Friday, July 23, 2010

Focusing on the Fundamentals

Written by TM Oluyemi Adeosun

We need a leader who we can identify with not on the basis of tribe, tongue, political party and religious affiliation but on his the capacity to understand the fundamental challenges we are facing as a people/nation, identify the strengths and numerous potentials within the nation as a result generate and implement ideas that could harness these potentials to deliver our nation from the doldrums of poverty and ineptness/ineptitude.

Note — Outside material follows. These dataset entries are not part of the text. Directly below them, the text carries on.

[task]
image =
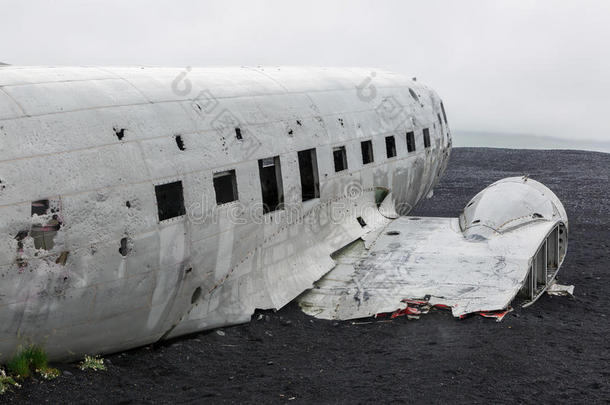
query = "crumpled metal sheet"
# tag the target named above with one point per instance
(426, 257)
(560, 290)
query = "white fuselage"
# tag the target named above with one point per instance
(144, 203)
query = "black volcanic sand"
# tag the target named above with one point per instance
(555, 350)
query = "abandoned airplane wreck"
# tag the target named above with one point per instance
(138, 204)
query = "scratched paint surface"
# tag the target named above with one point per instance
(473, 263)
(96, 142)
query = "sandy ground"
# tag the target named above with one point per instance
(556, 350)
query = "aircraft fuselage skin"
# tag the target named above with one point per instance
(97, 256)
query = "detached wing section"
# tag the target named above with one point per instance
(510, 240)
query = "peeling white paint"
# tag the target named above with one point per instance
(101, 139)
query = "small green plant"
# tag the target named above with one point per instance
(6, 382)
(32, 358)
(48, 373)
(29, 360)
(95, 363)
(19, 366)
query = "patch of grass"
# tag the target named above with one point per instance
(48, 373)
(6, 382)
(19, 366)
(95, 363)
(32, 358)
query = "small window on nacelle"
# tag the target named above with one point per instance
(426, 138)
(390, 146)
(367, 152)
(411, 141)
(340, 158)
(443, 111)
(170, 200)
(272, 190)
(225, 186)
(308, 169)
(44, 233)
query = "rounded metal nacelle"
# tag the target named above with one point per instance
(508, 204)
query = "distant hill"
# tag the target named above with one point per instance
(517, 141)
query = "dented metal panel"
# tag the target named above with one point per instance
(100, 139)
(477, 263)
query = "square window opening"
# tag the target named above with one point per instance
(270, 172)
(367, 152)
(170, 200)
(340, 158)
(225, 186)
(308, 168)
(390, 146)
(410, 142)
(426, 138)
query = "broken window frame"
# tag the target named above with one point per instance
(307, 191)
(167, 207)
(426, 135)
(272, 197)
(367, 152)
(340, 158)
(221, 176)
(411, 146)
(390, 146)
(44, 234)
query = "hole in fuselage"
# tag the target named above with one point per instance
(120, 133)
(180, 142)
(196, 295)
(124, 249)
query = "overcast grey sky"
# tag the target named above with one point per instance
(529, 67)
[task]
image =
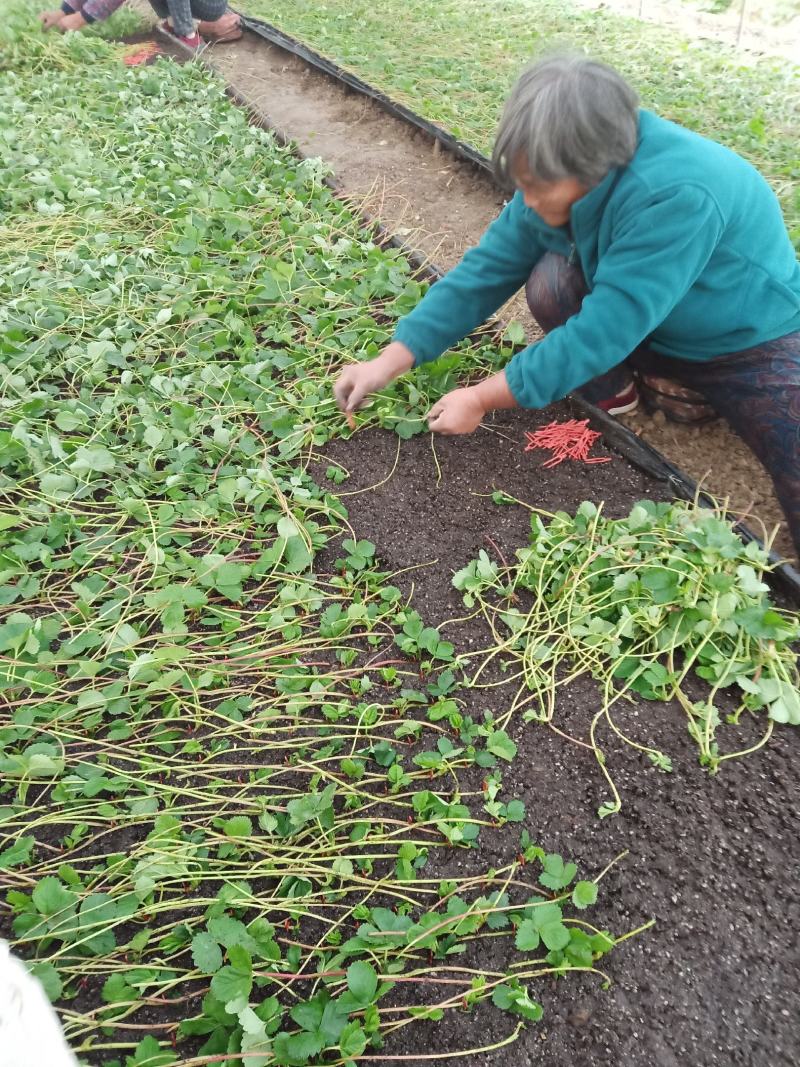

I am bored with newspaper report about zoning, northern, eastern or minority agenda. My challenge is not and will never be where the president comes from but lack of electricity, infrastructural decay, monolithic economy, educational decadence, the beast called corruption etc

Earlier in this administration, we had a manifesto built on 7-point Agenda covering all basic and essential aspects of the Nigerian lives – according to the ruling party. (you could mention the 7 points). But one thing that was lost amidst the propaganda and braggadocio was the absence accountability and a measuring scale what has been done from day one the campaign started. Now, 7-point agenda seems dead or out rightly dead. Imagine if each point were taken as a project with milestones and deadlines! Imagine if Minister of Power had a mandate to deliver 1000Mega Watt as his KPI! Imagine if Minister of Education need to ensure less failure in National exams before he gets his next project approved. Imagine if the Minister of Labour was appraised on the number of jobs created in three (3) months! Imagine what I am imagining!

It has been recommended that we perhaps should focus on one agenda and see it to a logical conclusion i.e. electricity. If an administration can make uninterrupted electricity available to all Nigerians, we can name all transformers after the president as a memorial. Providing this critical resource will have a multiplier effect on all aspect of the socio-economic milieu. SMEs will thrive and more jobs will be created. In our individual lives, I believe this is one step we can take now and likewise have an overwhelming impact on our entire lives.

Our multifaceted developmental problems may appear to require multi-dimensional strategy to face it headlong. In each sector, we can identify one project that will provide succor on multiple fronts to the citizenry of this great nation.

I wish the government or minister of transport can select the railway sub sector and connect the hinterland with the cities. I.e. connect Lagos to all the major towns in the southwest i.e. Ibadan, Abeokuta, Ijebu-ode,Sagamu with high speed train systems. This will mean you don’t have to live in Lagos to work in Lagos (population distribution). This will result to the over hiked price of rents in Lagos to fall to realistic levels (reduced housing problem). Jobs will be created for train drivers and officers (employment generation). Income will be generated by the train operators. What interest me the most is that our roads will last longer since their will be less traffic on the road (traffic decongestion and cost savings). Heavy duty goods will be moved more through the rails than the roads.

The above illustration is simple and anybody can think about it. The big question is will someone implement it?

We need a leader with the capacity to think and deploy solutions using native intelligence and indigenous personnel. To some extent Lagos has shown us what a strong will can do. We need a thinking President, 36 thinking Governors and 774 thinking Local government Chairmen. (108 Senators, 3XX Reps, XYZ Commissioners, XYZ Councilors) We must embrace the process of beneficiation i.e. Add value to the raw materials before exporting them. We are well endowed we just need to put on our thinking cap, implement and start prospering.

1 comment:

Motivation Today said...

well said, my broda.
unfortunately, our leaders don't read books or blog posts. They read only bank statements!